“The
thing is, emotion - if it's visibly felt by the writer - will go through all
the processes it takes to publish a story and still hit the reader right in the
gut. But you have to really mean it.” – Anne
McCaffrey
Born
in Massachusetts on this date in 1926, McCaffrey was one of the all-time great
writers of fantasy and science fiction (she died in 2011). Best
known for her Dragonriders of Pern fantasy series, she became
the first woman to win a Hugo Award for fiction and a Nebula Award for
excellence in science fiction. Her 1978 novel The White Dragon was
one of the first science-fiction books to appear on the New York Times Best
Seller list.
A
Science Fiction Hall of Fame inductee, she was only the 22nd person
ever selected as a Grand Master by the Science Fiction and Fantasy Writers of
America.
A
graduate of Radcliffe, McCaffrey studied music and contemplated an operatic career
before becoming a writer.
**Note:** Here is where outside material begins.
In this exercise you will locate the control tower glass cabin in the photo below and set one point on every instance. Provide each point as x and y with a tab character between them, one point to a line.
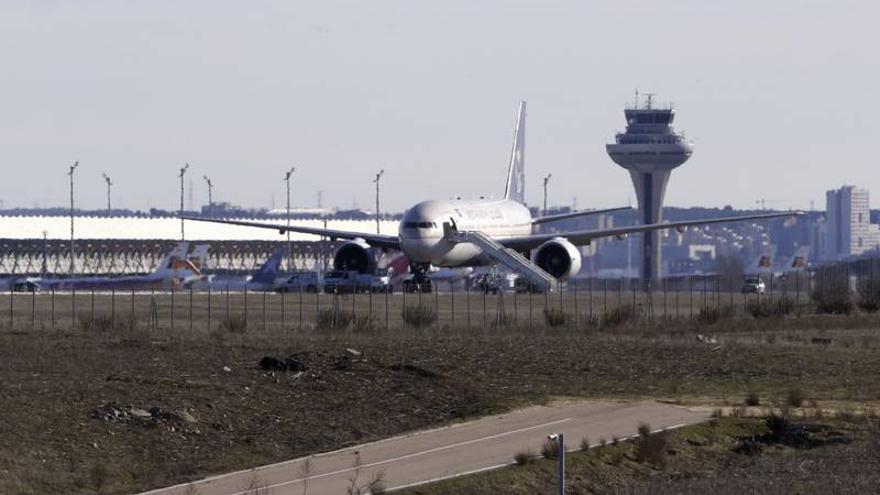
649	149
After
achieving her writing success, she moved to Ireland where she became a
naturalized citizen and lived until her death in 2011.
McCaffrey
set Sci-Fi standards for writing with emotion and putting the reader
directly into the worlds she created. “That's what writing is all about, after
all,” she said, “making others see what you have put down on the page and
believing that it does, or could, exist and you want to go there.”